TRPM4 is a calcium-activated, voltage-modulated, nonselective ion channel widely expressed in various cells and tissues. TRPM4 regulates the influx of sodium ions, thus playing a role in regulating the membrane potential. In the heart, TRPM4 is expressed in both cardiomyocytes and cells of the conductive pathways. Clinical studies have linked TRPM4 mutations to several cardiac disorders. While data from experimental studies have demonstrated TRPM4's functional significance in cardiac physiology, its exact roles in the heart have remained unclear. In this study, we investigated the role of TRPM4 in cardiac physiology in a newly generated Trpm4 knockdown mouse model. Male and female Trpm4 knockdown (Trpm4 ) and wild-type mice of different ages (5- to 12- week-old (young) and 24-week-old or more (adult)) were characterized using a multimodal approach, encompassing surface electrocardiograms (ECG), echocardiography recordings, ex vivo ECGs in isolated heart, endocardial mappings, Western blots, and mRNA quantifications. The assessment of cardiac electrophysiology by surface ECGs revealed no significant differences between wild-type and Trpm4 young (5- to 12-week-old) mice of either sex. Above 24 weeks of age, adult male Trpm4 mice showed reduced heart rate and increased heart rate variability. Echocardiography revealed that only adult male Trpm4 mice exhibited slight left ventricular hypertrophic alterations compared to controls, illustrated by alterations of the mitral valve pressure halftime, the mitral valve E/A ratio, the isovolumetric relaxation time, and the mitral valve deceleration. In addition, an assessment of the right ventricular systolic function by scanning the pulmonary valve highlighted an alteration in pulmonary valve peak velocity and pressure in adult male Trpm4 mice. Endocardial mapping recordings showed that applying 5 μM of the new TRPM4 inhibitor NBA triggered a third-degree atrioventricular block on 40% of wild-type hearts. These results confirm the key role of TRPM4 in the proper structure and electrical function of the heart. It also reveals differences between male and female animals that have never been reported. In addition, the investigation of the effects of NBA on heart function confirms the role of TRPM4 in atrioventricular conduction.

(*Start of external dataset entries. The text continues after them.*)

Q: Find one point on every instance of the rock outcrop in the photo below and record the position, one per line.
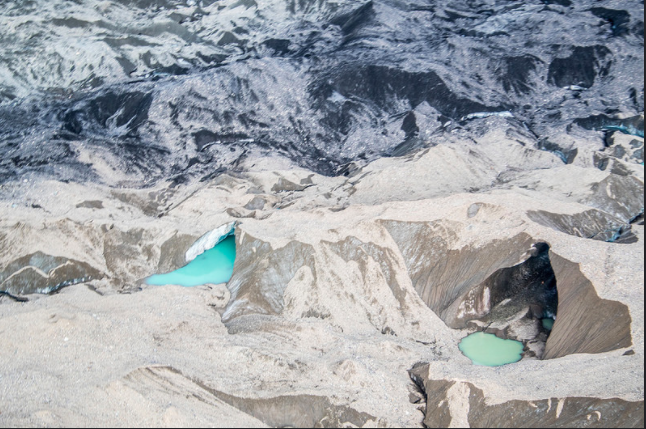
(456, 403)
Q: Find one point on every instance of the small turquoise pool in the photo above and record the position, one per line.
(488, 350)
(214, 266)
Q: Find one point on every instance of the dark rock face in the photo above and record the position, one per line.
(312, 81)
(583, 324)
(552, 412)
(41, 273)
(490, 286)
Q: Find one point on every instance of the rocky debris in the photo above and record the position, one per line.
(593, 224)
(462, 403)
(601, 325)
(41, 273)
(329, 296)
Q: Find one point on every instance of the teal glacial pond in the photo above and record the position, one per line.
(213, 266)
(489, 350)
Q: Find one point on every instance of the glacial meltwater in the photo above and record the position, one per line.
(489, 350)
(214, 266)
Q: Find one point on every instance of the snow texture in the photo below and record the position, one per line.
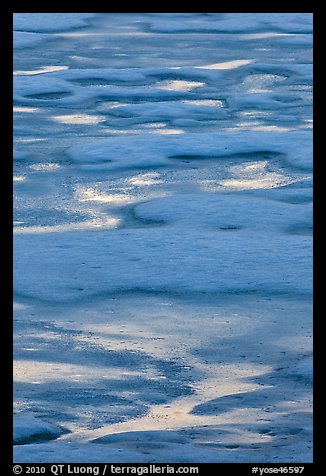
(163, 237)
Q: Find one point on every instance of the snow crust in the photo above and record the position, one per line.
(163, 237)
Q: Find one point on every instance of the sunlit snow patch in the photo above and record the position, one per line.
(44, 69)
(45, 167)
(24, 109)
(78, 119)
(226, 65)
(178, 85)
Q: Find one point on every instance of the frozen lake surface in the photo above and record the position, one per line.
(163, 237)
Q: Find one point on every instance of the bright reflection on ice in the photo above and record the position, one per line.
(258, 36)
(178, 85)
(44, 69)
(78, 119)
(226, 65)
(99, 223)
(141, 180)
(24, 109)
(45, 167)
(91, 194)
(255, 176)
(257, 83)
(19, 178)
(204, 102)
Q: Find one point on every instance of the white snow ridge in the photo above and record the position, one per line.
(163, 237)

瞬时受体电位阳离子通道亚家族 M 成员 4(TRPM4)是一种广泛表达于各种细胞和组织中的钙激活、电压调制、非选择性离子通道。TRPM4 调节钠离子内流,从而在调节膜电位中发挥作用。在心脏中,TRPM4 表达于心肌细胞和传导途径细胞中。临床研究将 TRPM4 突变与多种心脏疾病联系起来。虽然来自实验研究的数据表明了 TRPM4 在心脏生理学中的功能意义,但它在心脏中的确切作用仍不清楚。在这项研究中,我们在新生成的 Trpm4 敲低小鼠模型中研究了 TRPM4 在心脏生理学中的作用。使用多模态方法对不同年龄(5-12 周龄(年轻)和 24 周龄或以上(成年))的雄性和雌性 Trpm4 敲低(Trpm4 -/-)和野生型(WT)小鼠进行了特征描述,该方法包括体表心电图(ECG)、超声心动图记录、离体心脏的体外 ECG、心内膜图、Western 印迹和 mRNA 定量。通过体表 ECG 评估心脏电生理学,发现 WT 和年轻(5-12 周龄)的雄性和雌性 Trpm4 -/-小鼠之间没有显著差异。在 24 周龄以上时,成年雄性 Trpm4 小鼠的心率降低,心率变异性增加。超声心动图显示,只有成年雄性 Trpm4 小鼠与对照组相比表现出轻微的左心室肥厚改变,这表现在二尖瓣压力半衰期、二尖瓣 E/A 比值、等容舒张时间和二尖瓣减速的改变上。此外,通过扫描肺动脉瓣对右心室收缩功能的评估突出显示成年雄性 Trpm4 小鼠的肺动脉瓣峰值速度和压力发生改变。心内膜图记录显示,在 40%的 WT 心脏上施加 5 μM 的新型 TRPM4 抑制剂 NBA 可引发三度房室传导阻滞。这些结果证实了 TRPM4 在心脏的正常结构和电功能中的关键作用。此外,它还揭示了以前从未报道过的雄性和雌性动物之间的差异。此外,对 NBA 对心脏功能的影响的研究证实了 TRPM4 在房室传导中的作用。